At 65 years old, Annette Bening can say she has achieved it all. Emerging from regional theater, she climbed the steps of fame until reaching Broadway, where she received a Tony nomination, and the following year she made her debut in film, the medium with which she has enjoyed a solid career that extends throughout of 4 decades. Although she has won a Bafta and a Golden Globe, she, who is also the happy wife of Warren Beatty since 1992, has never won an Oscar, an award for which she has been nominated four times.
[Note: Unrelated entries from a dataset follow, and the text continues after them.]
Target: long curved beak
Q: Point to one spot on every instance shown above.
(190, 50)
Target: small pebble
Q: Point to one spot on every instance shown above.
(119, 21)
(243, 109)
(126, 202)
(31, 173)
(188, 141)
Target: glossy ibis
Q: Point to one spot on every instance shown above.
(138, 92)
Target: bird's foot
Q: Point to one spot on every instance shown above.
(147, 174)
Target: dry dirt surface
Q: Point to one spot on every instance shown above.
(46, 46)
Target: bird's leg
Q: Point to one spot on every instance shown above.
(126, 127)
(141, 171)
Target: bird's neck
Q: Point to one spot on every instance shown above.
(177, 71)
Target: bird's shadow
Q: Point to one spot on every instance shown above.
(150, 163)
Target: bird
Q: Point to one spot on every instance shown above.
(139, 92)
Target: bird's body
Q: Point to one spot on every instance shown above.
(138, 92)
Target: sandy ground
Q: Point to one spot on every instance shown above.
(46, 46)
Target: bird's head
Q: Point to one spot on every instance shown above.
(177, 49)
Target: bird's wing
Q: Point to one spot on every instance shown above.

Those who have seen her in Nyad, the Netflix film in which she shares the bill with Jodie Foster, will have no doubt that Bening deserves a new opportunity, since her transformation into a strong swimmer who recovers her dream of crossing the ocean is formidable. from the beaches of Cuba to those of Florida, when he is already over 60 years old.

In a press conference recently organized by the platform in the middle of awards season, the actress recalled that when documentary filmmakers Jimmy Chin and Elizabeth Chai Vasarhelyi sent her the script, she said yes immediately: “I knew who Diana Nyad was, I He listened to public radio, because in the 30 years he stopped swimming he had a career in the media as a commentator. She also knew the work of Jimmy and Chai, amazing directors who have done incredible things in the world of documentaries. Obviously I didn’t think about everything that this role entailed. So I had to get to work,” she noted.

Annette started training immediately, as she spends a good part of the film in the water or in the gym: “I’m a much better swimmer today than when I made the film. I have continued swimming since filming concluded. As a child I spent a lot of time in the water, I did scuba diving, I worked on a boat and I always got along very well with the ocean. But I was never a swimmer like Diana,” she explained and then detailed: “I have also always been in good physical condition, I go out cycling, I do yoga, I have run a lot.”

However, when it came time to film in the water, he realized that the challenge was much greater than he had imagined. “Luckily, I had a great coach, Rada Owan, who swam in the Olympics and got in the pool with me. Since our movie was postponed a couple of times, I had more time to train. The truth is that I swam a lot and went to the gym. I have always exercised a lot to clear my mind. “It’s my way of centering myself, whether it’s doing yoga, running or any other way I’ve wrecked all my joints,” she jokingly commented.

Mother of four children with Beatty, who are now 31, 29, 26 and 23, Annette does not sit still for a moment. When in July of this year the actors’ strike interrupted the filming in Australia of the series Apples never fall, in which she had one of the main roles, she was one of the most intense promoters of the construction of the Academy Museum in Hollywood opened in 2021, he packed his bags and returned to Los Angeles to join the actors union picket lines.

But in addition, she dedicated herself body and soul to her task as president of the board of directors of the Community Entertainment Fund, which depends on the union, and whose mission is to financially help her colleagues in trouble. An expert when it comes to getting donations, and owner with her husband of a fortune estimated at 70 million dollars, Bening put money from her own pocket to raise about seven million of that currency, in a campaign to which Steven Spielberg also contributed. , J.J. Abrams, Michelle Pfeiffer, Daniel Radcliffe and Shonda Rhimes, among many others. The FCE, once called the Actors Fund, was founded in 1882 and has helped the artistic community in the United States since then.

In an interview with Hollywood Reporter conducted in August in the entity’s building in Hollywood, which in addition to being a cultural center provides housing for actors in trouble, Annette admitted that her decision to join union activity had to do with the fact that none of her children already lives at home, adding that a good part of her work is raising awareness.

“The most important thing is that people know that this exists. Not everyone knows about this fund that is available for when work stops. It has worked for 140 years and today it is not only for actors, but for everyone who works in the world of entertainment. We were able to help during the pandemic, distributing more than $30 million to people across the country, and that’s why our mandate ended up changing. “Nowadays everyone who is in the performing arts can check online very quickly if they qualify for emergency financial aid,” he said when the actors’ strike was still months away from ending.